撥弦の弾性が表面板を叩くような感覚のパーカッシブな発音、それと同時に響箱の容積を感じさせる空間性が生まれてくるような音響性質はすぐれてスペイン的ですが、決して放射するに任せるような鳴りではなく、適度な粘りを加えて全体をバランスよく構築しています。このような「古風さ」をまといながら、発される艶を湛えたみずみずしい音像はいかにも新鮮で、加えて「現代的」ともいえるほどの音量的なレンジの広さと迫力(ただし決して大音量の楽器という意味ではなく)をもっています。さらに特筆すべきは各音の彫りの深さで、単旋律においても音と音との線的な繋がりと同時に深度のある立体的な空間を生み出してゆき、そのごつごつとした音同士の凹凸感は独特な感触がありとても面白いのですが、決してクラシカルな雰囲気や表情を逸脱することなく、むしろそれにふさわしく、自然に感じられるのはやはりそこに深い歌が常に表出されるからでしょう。
音色もまたスペイン的な明るさがありますが、そのなかにほのかに奥ゆかしさも感じさせ、これがどこかアンビバレントな相貌を自然にまとわせているところも魅力となっており、やはりクラシカルな明と暗の表現に適応してゆきます。また両手共にタッチに対する鋭敏な反応性も申し分なく、木にじかに触れるような生々しさがあり、しかし十全にコントロールされているところなどもクラシカルな表現にふさわしい。アメリカという国においてここまでクラシカルな、いわばヨーロッパ性に深く入り込み、自身の作家性と無理なく融合してしまった製作家はかなり稀有な例と言えます。
表面板の力木配置は、サウンドホール上下(ネック側とブリッジ側)に1本ずつのハーモニックバーを設置、ホール左右には1本ずつの短い力木が2本のハーモニックバーの間を繋ぐようにして近接する横板のカーブに沿って設置、ネック脚両側にとサウンドホール周りには薄い補強板が貼られています。扇状力木は左右対称7本、これらの下端をボトム部で受け止めるように逆ハの字型に配置された2本のクロージングバー、そして駒板の位置にはほぼ同じ面積をカバーするように非常に薄い補強板が貼られているという極めてオーソドックスな力木配置となっています。レゾナンスはGの下、ほぼF#~Gの中間に近い位置に設定されています。

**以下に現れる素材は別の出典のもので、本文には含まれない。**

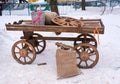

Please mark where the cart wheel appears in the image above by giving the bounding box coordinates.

外観も魅力的、飴色に近いようなイエロー味のある良質な松材とそれと対照を為す横裏板の濃茶のブラジリアンローズウッドがまずは眼に鮮やか。ロゼッタはどっか古代文様的な意匠を緻密にそして色を抑えてあしらい静かな存在感があり、ブラジリアンローズの野性味をきりっと引き締めるようなおそらくはメイプルのパーフリングインレイもまたなんとも良いアクセントとなっており、洒脱で、同時にハッとさせるような鋭さもある佇まいは秀逸です。
状態も良好です。割れや改造などの大きな修理履歴はありません。全体は繊細なセラック塗装仕上げで、表面板のサウンドホール周りや下部低音側のふくらみ部などに軽微なスクラッチあとなどありますが外観を損ねるものではありません。横裏板も衣服等によるわずかな摩擦のあとがあるのみできれいな状態です。ネックは厳密に言えばやや順反りですが演奏性には問題なく標準設定の範囲内、フレットは適正値を維持しています。ネック形状は薄くそして角の取れた丸みのあるDシェイプ、弦高値は2.9/3.5mm(1弦/6弦 12フレット、サドル余剰0.5~1.0mm)。糸巻はスローン製のLeaf 柄プレート。ボディ重量は1.54㎏。